Union Carbide’s relative value plummeted 30%[1]. Although the figures used for valuation are only equity, I feel confident with the narrow measure as the time scale is not long enough for a drastic change in debt.
We cannot reduce the decline to any one quantifiable component of the assets under Union Carbide’s control. Instead, this graph is a picture of falling confidence on the part of owners in the obedience of a whole array of entities that impact the firm’s earnings. My current interest is how some of the confidence pertains to the material components. Infrastructure is constantly surprising us, almost exclusively for the worse.
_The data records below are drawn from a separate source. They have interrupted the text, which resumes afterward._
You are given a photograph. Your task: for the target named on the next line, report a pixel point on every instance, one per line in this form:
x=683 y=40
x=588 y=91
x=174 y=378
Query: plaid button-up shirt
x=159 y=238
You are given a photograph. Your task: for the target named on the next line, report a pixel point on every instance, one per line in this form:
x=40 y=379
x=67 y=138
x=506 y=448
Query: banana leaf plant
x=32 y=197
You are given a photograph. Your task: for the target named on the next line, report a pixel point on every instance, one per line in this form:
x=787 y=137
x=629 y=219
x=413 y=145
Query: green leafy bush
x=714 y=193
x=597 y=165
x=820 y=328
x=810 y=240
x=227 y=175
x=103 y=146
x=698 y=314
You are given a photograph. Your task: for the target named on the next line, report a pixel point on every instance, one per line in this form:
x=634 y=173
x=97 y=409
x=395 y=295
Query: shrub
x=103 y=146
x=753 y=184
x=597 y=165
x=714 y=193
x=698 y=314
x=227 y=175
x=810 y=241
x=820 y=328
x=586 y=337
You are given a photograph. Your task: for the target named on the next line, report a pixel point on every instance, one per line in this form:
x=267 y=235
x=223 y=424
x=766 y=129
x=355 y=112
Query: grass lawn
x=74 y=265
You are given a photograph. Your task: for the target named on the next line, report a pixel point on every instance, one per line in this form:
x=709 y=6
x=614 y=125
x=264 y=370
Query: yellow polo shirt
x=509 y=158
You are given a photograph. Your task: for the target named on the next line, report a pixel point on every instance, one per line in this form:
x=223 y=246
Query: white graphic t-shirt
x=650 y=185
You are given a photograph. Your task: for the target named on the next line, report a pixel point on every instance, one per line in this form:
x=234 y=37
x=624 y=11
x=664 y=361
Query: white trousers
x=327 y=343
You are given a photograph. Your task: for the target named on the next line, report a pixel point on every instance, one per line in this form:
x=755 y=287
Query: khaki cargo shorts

Can we consider such surprises ‘disobedience’? I think we can. The Bhopal plant was a complex assemblage of human and non-human entities. When it exploded and released deadly gas that killed thousands of people, the market’s response was to reduce the value of the owner of the plant. Only a qualitative analysis will approach the whole story. Part of that analysis should be the disobedience of the materials, which likely spawned new research into insuring the event would not be repeated. Political economy requires more extensive trans-disciplinarity than just ‘politics’ and ‘economics.’ Engineering, material sciences, chemistry… all is quantified through capitalization, so how can a understanding of capitalism that claims to know more than the market itself ignore these disciplines and the entities they work with?
[1] It's absolute decline was 30.43%. It's relative decline was 30.45% as the S&P gained 0.02% over that period. Union Carbide was likely a component of the S&P 500 at the time, so differential calculation that excluded it from the denominator would show a greater relative decline. If anyone can locate a summary of the historical components of the S&P 500, that would be extremely useful.